Turning to Spinoza’s thought, Brian Massumi offers one of the simplest definitions of affect that can be offered as « […] “the capacity to affect or be affected.” This is deceptively simple. First, it is directly relational, because it places affect in the space of relation: between an affecting and a being affected. It focuses on the middle, directly on what happens between. More than that, it forbids separating passivity from activity. The definition considers “to be affected” a capacity” (Politics of Affect 91). Massumi places affect in an intersubjective, interrelationnal space that is both interactive and primarily physical, concrete, and corporeal. Affect touches each individual, each subject and, at the same time, it is a phenomenon that inheres in the collective, in plurality, and in multitude. Affect shapes us and informs us. It also offers response and resistance. For those reasons, it is also linked with questions of power – a diffuse power, a dissemination of power, a power which affects us and by which we affected and that remains imperceptible even in its most material effects. The power of affect and the affect of power are consequently intimately intertwined in the cultural, social, and political spheres.
Several critics and theorists in the last few years have questioned queer theory from the vantage point of affect, as well as affect theory from the vantage point of queer theory.

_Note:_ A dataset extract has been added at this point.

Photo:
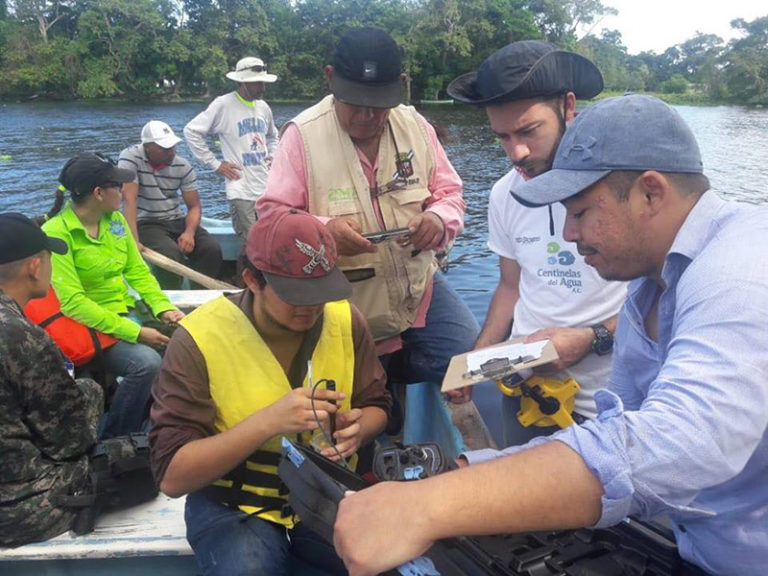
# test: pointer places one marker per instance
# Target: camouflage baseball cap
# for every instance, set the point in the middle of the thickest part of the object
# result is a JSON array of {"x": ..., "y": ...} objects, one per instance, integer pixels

For instance, we may consider Eve Kosofsky Sedgwick (Touching Feeling: Affect, Pedagogy, Performativity, 2002), Sara Ahmed (The Cultural Politics of Emotion, 2004; Queer Phenomenology, 2006; Willful Subjects, 2014), Lauren Berlant (Cruel Optimism, 2011), Heather Love (Feeling Backward: Loss and the Politics of Queer History, 2007), David L. Eng (The Feeling of Kinship: Queer Liberalism and the Racialization of Intimacy, 2010), Ann Cvetkovich (An Archive of Feelings: Trauma, Sexuality, and Public Lesbian Cultures and Depression: With Public Feeling, 2003), Mel Y. Chen (Animacies: Biolopolitics, Racial Mattering, and Queer Affect, 2012), Anthony Siu (Architectural Grotesque: Impersonal Affects and the New Queer Cinematic, 2013), Shaka McGlotten (Virtual Intimacies: Media, Affect, and Queer Sociality, 2013), Judith Butler (Senses of the Subject, 2015), and David M. Halperin and Valerie Traub (Gay Shame, 2009).
The work of these critics and theorists reconsiders, updates, and problematizes the tradition of analysis of the passions, sentiments, feelings, sensations, and emotions. They also approach in very different ways the older problematics of rhetorics, poetics, hermeneutics, and aesthetics. Several take up and reframe the canonical work of Spinoza, Hobbes, Rousseau, Kant, Husserl, and Bergson. The encounters between queer theory and affect have thus recently become stimulating and productive in critiques of queer embodiment and its relation to the social, the emergent, and the world.